The Daily Stoic Journal asks, “Am I seeking the beauty of human excellence?” and I wonder, is excellence something I need to seek?
For all the value I find in stoicism there is a strong thread of striving for excellence and perfection that I don’t know is necessarily healthy. Not all the time. Do we really need to strive for constant perfection and improvement? I like trying to be more. I like building something good. I like working toward better, just a little bit every day, but I don’t think I care about excellent. I want to be good. Good enough?
I am fit enough. I’m creative enough. I try to be kind and helpful. Am I good enough? I hope so.
I can carry luggage enough for my whole family. I can lift furniture about and help a friend move home. I could, if we were suddenly on a war footing run through the night with secret encoded messages from the resistance's Edinburgh outpost to the underground HQ in Glasgow.
- Much as Edinburgh enjoys being the peacetime capital I think it’s pretty clear to everyone that if things kicked off apocalypse style, if a fight against A.I. death robots raged, we’d dig in in Glasgow.
Creativity is beautiful. I make up stories and draw ideas from nothing into something. You wouldn’t, I don’t think, say I’m excellent or that there is excellence in my creativity, but it’s plenty good enough.
I help friends, neighbours, my community and people I don’t know whenever I can. I live cleanly and try not to make a mess. I hope to leave the small part of the world I inhabit slightly better when entropy finally takes my body. I hope not to inhibit anyone else’s easy passage through life.
These are all pretty good things. Virtuous character traits. Are they excellent though? Would excellent mean to pull ahead, to stand out or above, to excel? Am I motivated by being better than other people? Maybe I’ve misinterpreted the question.
The question was “am I seeking the beauty of human excellence?” Seeking suggests effort but human excellence is all around. It’s not at all difficult to spot some. I seem to find it often enough. The beauty of human excellence.
I saw a couple, stood tightly embraced on the beach, lit by a gap in the clouds. There’s rain out in the Forth between the shore and the horizon, the clouds smudge down toward the sea. The point of the couple’s temporarily redundant umbrella is stuck in the sand, a signpost or flag declaring momentary respite from the wet slap of Scottish spring time and in this gap they choose to hug. They are excellent and beautiful.

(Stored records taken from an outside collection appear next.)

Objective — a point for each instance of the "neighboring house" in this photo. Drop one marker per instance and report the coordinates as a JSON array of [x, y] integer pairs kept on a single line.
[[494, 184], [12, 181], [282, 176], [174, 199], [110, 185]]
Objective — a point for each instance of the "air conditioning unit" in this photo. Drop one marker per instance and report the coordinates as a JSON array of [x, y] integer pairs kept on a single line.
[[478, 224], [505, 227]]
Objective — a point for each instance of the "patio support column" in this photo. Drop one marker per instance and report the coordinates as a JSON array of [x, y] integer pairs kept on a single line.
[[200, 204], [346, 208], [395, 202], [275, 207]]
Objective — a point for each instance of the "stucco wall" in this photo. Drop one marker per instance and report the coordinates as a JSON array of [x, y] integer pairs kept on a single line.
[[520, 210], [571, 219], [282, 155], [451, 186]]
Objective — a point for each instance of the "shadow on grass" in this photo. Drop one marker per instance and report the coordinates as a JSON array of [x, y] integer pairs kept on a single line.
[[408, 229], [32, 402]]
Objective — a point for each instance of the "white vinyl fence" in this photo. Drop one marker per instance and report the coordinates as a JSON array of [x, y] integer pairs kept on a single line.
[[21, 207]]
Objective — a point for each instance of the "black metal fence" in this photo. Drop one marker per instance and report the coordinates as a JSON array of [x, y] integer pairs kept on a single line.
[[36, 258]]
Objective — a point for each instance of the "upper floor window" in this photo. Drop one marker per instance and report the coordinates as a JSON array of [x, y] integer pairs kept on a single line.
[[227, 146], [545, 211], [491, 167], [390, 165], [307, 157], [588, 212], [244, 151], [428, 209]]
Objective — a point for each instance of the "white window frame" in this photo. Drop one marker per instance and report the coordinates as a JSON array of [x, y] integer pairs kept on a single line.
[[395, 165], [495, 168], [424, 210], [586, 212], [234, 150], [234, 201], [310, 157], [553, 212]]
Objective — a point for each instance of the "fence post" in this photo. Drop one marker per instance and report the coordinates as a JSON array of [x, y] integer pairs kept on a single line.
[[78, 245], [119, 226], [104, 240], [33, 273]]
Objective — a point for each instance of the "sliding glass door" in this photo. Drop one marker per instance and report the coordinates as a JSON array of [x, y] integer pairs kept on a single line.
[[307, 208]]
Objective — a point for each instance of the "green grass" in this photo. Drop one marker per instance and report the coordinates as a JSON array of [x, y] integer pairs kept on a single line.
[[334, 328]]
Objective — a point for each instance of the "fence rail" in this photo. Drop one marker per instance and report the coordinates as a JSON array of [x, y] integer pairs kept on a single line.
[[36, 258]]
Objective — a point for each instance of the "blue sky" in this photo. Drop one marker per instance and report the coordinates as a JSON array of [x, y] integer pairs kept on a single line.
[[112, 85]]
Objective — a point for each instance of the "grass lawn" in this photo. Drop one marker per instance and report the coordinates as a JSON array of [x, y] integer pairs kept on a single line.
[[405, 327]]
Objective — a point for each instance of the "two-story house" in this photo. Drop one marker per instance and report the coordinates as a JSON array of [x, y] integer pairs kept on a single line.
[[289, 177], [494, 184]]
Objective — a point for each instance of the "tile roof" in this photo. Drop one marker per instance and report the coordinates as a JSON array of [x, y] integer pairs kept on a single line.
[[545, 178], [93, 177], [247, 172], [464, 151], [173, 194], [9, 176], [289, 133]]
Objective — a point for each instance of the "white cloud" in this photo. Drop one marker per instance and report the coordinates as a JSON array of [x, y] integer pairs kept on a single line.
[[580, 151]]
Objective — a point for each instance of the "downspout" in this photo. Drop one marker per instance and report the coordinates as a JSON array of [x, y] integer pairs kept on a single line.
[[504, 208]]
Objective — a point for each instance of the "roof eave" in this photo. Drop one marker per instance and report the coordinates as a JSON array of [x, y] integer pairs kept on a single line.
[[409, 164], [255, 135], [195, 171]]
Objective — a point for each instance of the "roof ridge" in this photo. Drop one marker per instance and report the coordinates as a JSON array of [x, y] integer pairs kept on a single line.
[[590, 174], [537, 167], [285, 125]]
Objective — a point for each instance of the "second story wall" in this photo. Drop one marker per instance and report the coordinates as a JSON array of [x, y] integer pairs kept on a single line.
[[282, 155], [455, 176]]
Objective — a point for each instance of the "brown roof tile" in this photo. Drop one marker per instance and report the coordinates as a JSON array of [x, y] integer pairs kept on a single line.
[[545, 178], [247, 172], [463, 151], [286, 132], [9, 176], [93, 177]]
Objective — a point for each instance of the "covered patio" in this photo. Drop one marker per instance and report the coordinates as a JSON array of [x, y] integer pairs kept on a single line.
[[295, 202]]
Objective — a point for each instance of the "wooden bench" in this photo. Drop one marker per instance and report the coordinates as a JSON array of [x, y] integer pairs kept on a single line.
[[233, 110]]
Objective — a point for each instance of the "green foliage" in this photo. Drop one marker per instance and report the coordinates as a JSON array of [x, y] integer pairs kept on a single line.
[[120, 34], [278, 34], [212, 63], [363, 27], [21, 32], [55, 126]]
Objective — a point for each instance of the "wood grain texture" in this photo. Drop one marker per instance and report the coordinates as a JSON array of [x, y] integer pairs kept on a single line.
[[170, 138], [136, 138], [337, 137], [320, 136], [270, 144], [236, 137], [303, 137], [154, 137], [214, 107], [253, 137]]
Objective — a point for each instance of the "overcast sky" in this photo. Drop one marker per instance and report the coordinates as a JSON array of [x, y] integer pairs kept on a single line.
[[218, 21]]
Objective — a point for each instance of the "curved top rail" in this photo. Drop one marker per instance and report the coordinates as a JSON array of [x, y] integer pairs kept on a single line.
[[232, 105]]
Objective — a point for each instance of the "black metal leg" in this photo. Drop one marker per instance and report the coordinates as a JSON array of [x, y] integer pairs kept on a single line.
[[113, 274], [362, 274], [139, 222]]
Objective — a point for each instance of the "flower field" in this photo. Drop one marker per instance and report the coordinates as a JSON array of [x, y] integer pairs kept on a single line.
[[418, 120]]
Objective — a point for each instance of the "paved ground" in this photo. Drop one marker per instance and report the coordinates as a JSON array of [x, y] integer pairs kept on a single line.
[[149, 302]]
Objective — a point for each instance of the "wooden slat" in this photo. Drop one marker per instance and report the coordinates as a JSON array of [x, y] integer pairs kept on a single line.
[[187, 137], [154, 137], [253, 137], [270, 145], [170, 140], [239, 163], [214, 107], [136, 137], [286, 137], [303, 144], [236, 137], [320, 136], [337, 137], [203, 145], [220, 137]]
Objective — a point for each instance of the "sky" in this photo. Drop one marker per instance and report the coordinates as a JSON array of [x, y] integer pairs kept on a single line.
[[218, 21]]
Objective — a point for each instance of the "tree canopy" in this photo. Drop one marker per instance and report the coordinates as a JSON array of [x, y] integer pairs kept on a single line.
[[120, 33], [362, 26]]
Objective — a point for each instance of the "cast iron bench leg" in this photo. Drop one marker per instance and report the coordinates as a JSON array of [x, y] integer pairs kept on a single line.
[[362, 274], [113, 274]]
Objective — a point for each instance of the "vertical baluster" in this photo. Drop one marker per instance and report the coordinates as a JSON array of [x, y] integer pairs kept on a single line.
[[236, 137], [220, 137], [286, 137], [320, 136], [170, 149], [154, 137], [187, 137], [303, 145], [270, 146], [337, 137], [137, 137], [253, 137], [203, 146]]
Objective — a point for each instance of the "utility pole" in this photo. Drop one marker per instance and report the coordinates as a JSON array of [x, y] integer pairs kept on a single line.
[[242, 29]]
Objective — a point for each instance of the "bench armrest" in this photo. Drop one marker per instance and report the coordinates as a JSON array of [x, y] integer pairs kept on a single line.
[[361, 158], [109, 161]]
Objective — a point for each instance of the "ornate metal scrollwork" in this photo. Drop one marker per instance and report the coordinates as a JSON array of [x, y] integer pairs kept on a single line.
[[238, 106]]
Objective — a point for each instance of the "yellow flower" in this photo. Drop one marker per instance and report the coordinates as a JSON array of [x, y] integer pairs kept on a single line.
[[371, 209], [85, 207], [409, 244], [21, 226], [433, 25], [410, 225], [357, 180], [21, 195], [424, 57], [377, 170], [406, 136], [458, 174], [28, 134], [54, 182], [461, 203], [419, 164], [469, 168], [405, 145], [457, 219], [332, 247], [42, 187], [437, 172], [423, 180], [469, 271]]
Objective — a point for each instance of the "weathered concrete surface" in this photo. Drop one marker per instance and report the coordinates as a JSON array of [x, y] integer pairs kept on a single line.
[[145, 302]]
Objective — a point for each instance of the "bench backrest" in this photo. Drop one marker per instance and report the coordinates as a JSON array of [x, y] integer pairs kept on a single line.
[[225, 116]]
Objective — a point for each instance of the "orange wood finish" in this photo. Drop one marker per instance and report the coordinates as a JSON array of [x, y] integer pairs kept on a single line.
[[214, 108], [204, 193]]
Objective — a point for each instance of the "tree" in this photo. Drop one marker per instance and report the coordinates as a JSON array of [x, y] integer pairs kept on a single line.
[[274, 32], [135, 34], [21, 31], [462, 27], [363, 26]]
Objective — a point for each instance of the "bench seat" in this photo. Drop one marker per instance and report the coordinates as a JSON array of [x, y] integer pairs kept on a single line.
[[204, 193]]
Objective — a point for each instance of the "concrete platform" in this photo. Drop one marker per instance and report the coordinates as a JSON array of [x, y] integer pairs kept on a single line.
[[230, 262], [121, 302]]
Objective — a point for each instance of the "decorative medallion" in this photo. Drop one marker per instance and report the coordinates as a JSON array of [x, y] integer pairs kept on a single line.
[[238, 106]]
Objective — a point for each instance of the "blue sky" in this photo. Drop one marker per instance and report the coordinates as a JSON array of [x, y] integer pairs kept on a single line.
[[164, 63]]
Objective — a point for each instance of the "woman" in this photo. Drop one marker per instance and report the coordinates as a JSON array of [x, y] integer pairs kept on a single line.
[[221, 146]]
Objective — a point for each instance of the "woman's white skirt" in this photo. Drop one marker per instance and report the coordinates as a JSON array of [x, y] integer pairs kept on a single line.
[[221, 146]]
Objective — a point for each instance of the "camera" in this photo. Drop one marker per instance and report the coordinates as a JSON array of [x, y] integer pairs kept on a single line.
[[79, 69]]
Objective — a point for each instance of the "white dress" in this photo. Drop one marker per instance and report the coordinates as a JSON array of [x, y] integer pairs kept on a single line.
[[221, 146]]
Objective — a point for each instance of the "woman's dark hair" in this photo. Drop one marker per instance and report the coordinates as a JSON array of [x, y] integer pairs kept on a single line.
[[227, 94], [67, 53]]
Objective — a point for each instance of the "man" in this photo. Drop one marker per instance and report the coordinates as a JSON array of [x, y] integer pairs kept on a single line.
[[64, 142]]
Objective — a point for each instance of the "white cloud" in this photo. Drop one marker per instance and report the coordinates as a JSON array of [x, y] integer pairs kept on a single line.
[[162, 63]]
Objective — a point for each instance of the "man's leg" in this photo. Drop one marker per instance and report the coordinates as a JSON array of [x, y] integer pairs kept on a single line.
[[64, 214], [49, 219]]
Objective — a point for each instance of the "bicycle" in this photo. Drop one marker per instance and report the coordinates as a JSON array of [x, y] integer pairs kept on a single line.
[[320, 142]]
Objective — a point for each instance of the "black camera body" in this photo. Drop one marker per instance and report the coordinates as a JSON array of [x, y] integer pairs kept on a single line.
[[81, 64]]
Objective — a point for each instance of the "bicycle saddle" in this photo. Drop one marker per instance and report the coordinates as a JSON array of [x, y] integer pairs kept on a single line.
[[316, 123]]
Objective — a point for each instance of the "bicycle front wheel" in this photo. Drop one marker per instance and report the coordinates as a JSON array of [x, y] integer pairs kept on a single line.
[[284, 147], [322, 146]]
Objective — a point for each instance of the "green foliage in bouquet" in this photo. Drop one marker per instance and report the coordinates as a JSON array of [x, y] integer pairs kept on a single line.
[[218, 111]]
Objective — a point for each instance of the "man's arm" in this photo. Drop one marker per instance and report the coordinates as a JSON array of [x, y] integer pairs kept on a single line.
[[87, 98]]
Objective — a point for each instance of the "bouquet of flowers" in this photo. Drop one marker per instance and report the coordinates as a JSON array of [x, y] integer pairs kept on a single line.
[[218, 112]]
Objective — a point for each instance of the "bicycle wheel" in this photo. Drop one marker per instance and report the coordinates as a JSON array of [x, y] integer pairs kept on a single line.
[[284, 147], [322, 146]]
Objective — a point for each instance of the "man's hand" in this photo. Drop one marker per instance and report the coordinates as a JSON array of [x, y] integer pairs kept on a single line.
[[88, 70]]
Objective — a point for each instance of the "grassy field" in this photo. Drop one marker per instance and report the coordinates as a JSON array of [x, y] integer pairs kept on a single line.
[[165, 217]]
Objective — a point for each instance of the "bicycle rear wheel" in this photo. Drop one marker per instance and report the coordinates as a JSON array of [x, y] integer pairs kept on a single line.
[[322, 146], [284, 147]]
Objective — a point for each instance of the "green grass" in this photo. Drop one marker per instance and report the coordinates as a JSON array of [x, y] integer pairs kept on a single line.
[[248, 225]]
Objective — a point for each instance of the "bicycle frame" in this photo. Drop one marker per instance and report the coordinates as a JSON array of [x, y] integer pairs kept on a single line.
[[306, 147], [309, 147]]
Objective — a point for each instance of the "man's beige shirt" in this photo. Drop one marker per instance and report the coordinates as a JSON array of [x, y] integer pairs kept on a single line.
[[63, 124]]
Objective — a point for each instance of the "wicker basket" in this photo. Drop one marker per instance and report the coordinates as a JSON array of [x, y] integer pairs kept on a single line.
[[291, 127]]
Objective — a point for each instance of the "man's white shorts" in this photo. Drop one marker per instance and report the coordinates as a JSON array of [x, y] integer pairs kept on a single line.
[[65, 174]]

Every morning the old lady and dog who’s names I don’t know walk the length of Porty twice - once on the shoreline and once on the prom. She carries a bin bag and litter picking stick while her dog follows along. On her second pass by my window the bin bag is full. I first spotted her four years or so ago when I began my early morning routine. How many bags of litter must she have collected up? How many tons of beer cans and crisp packets might they have intercepted? She smiles whenever I say hello. The dog does a small tail wag that I think is equivalent to a smile. Smile adjacent. They are excellent and beautiful.
Quiet reading time in an armchair within a morning sun square, lain upon by the cat. Beautiful and excellent.
Today’s question is a good illustration of what I think I perceive as a failing of this Stoic philosophy. It’s two thousand years old. Your Zenos, Senecas and Aurelius’s lived in a time when people might be ordered to open their own wrists by a tyrant emperor. Shit could get dark.
I think there are definitely times in life, or in the history of life, when it is (or has been) necessary to dig in and work hard to elevate one’s self or society out of wrong thinking, a misguided situation or poor mode of living. There’s nothing wrong with wanting to be better, but constant striving for excellence might very well get in the way of contentment.
When we’re lost it helps to dig in, push hard and aim for a better place. It is, however, also important to recognise sufficiency, good enough, okay, and fit as fit for purpose.
I think Buddhism’s recognition that life will always contain suffering and its focus on finding contentment within that discomfort is a good foil to Stoicism’s relentless self improvement. I wonder what other philosophies might add value to my patchwork quilt of understanding. What schools of thought do you use? What wisdom do you draw on? Who’s good to read? Let me know? Comment below.
Thanks for reading.
Paul.
Just read your nourishment comment, have I now broken Major 🙃
Agreed, constant striving is not where it's at, for me at least.
A balanced approach is needed in my life IMO, otherwise I burn out and I have in the past. Sometimes it's good to go fuck it, I'm not going to bother today.
If you are constantly looking to improvement, or more often than not looking for betterment, deep down you are projecting that are not enough as you are.
In turn, your goal must lie in the future, but we don't live there, so it causes friction. And when we do get there, there's always an improvement to be made.
It's like a scenario Major Major Major Major would come up with in Catch22, always kicking the baw down the street to the next achievement.
Yes I look to improve, but not always as you'll miss out on other things.